Un altro aspetto mi rende perplesso: dietro le cifre di Confcommercio non ci sono anche tante situazioni di negozi che da lungo tempo sono al limite – se non oltre – della redditività? e poi, se (tutti dicono che) aumenterà il ricorso al negozio di vicinato, siamo certi che quei giri di affari non miglioreranno abbastanza rapidamente? (meglio trovare nel frattempo qualche forma contrattuale positiva per inquadrare i “garzoni”, come si chiamavano una volta invece che rider, dato che aumenteranno le consegne a domicilio, meglio che delivery) – prendiamo nota che se si dovessero approvare bonus anche per i negozi “sull’orlo” non sarebbe male parametrare il bonus alla denuncia dei redditi dei due anni precedenti.

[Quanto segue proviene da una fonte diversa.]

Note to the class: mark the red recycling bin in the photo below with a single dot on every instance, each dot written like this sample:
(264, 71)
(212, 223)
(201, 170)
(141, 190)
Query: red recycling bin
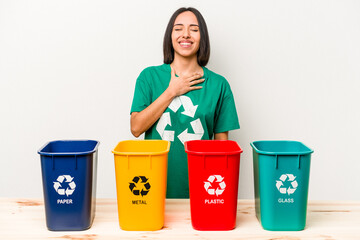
(213, 181)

Terzo problema: in quale misura le risorse finora stanziate sono giunte a destinazione? quanti soggetti e per quali valori hanno avuto materialmente i soldi (persone e imprese) ? a quanto ammontano i prestiti effettivamente erogati dalle banche e a quali costi, in base alla garanzia dello Stato? Senza sapere questi dati e senza aggiornarli progressivamente, come si può continuare a stanziare risorse in deficit, fare annunci e così via? Sergio Rizzo dice (Repubblica del 6/5) che per la cassa integrazione in deroga sono state erogate le risorse per 68.000 richieste su 700.000 e per le aziende inferiori a 5 dipendenti a 17.000 lavoratori su 1,4 milioni: i commenti sembrano inutili.

A me pare che la situazione stia sfuggendo di mano e che ci siano più di un problema:

  • tecnico: duplicazioni, sovrapposizioni, semplificazioni, tempistica
  • finanziario: uso efficiente delle risorse scarse
  • sociale: equità degli interventi e del sistema che ne nasce
  • psicologico: come ho letto in un giornale di oggi, la politica sembra affrontare crisi e disagio sociale con “bonus ritagliati per ogni segmento sociale…reddito e debito invece del Pil”.

In sintesi, vedo un grande problema politico di fondo, cioè la necessità di esprimere il senso, la direzione di marcia, la prospettiva economica e sociale di medio e lungo periodo, senza di che sarà ben difficile ricostruire.